Mobile equipment used in healthcare – Workstations on Wheels (WOWs), wheelchairs, IV poles, and other shared medical devices – are hard, non-porous surfaces that can become potentially contaminated with pathogenic microorganisms.[1] These can also be frequently overlooked when it comes to environmental surface disinfection. For example, a 2009 study of computer stations on wheels revealed that daily cleaning of the keyboard was at zero percent over a baseline evaluation period of several weeks.[2] This means that daily cleaning of keyboards in accordance with the established policy was not occurring.

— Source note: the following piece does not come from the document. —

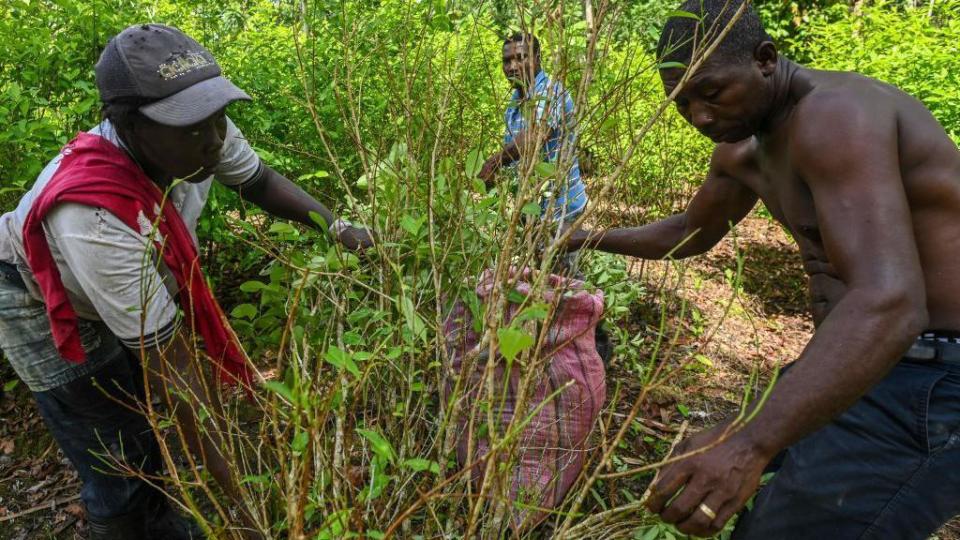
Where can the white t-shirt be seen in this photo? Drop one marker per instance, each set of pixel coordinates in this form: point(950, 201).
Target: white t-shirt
point(104, 265)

Best practices support the need for high touch surfaces and patient care items, including mobile equipment, to be disinfected between each patient use. Greater accessibility, usability and convenience of surface disinfection products will help increase compliance. For portable equipment, point of care product placement is particularly important. Ideally, products should be placed on or affixed to the equipment maintaining ease of access. Staff education that clearly defines roles and responsibilities and periodic monitoring should also be conducted.

[1] Sehulster  LM, , et al. Guidelines for Environmental Infection Control in Health-care Facilities. Centers for Disease Control and Prevention, 2003.

[2] Po,Insert Author First Initial  et al. “Dangerous cows: an analysis of disinfection cleaning of computer keyboards.” Am J Infect Control. 2009 Nov; 37(9):778-80.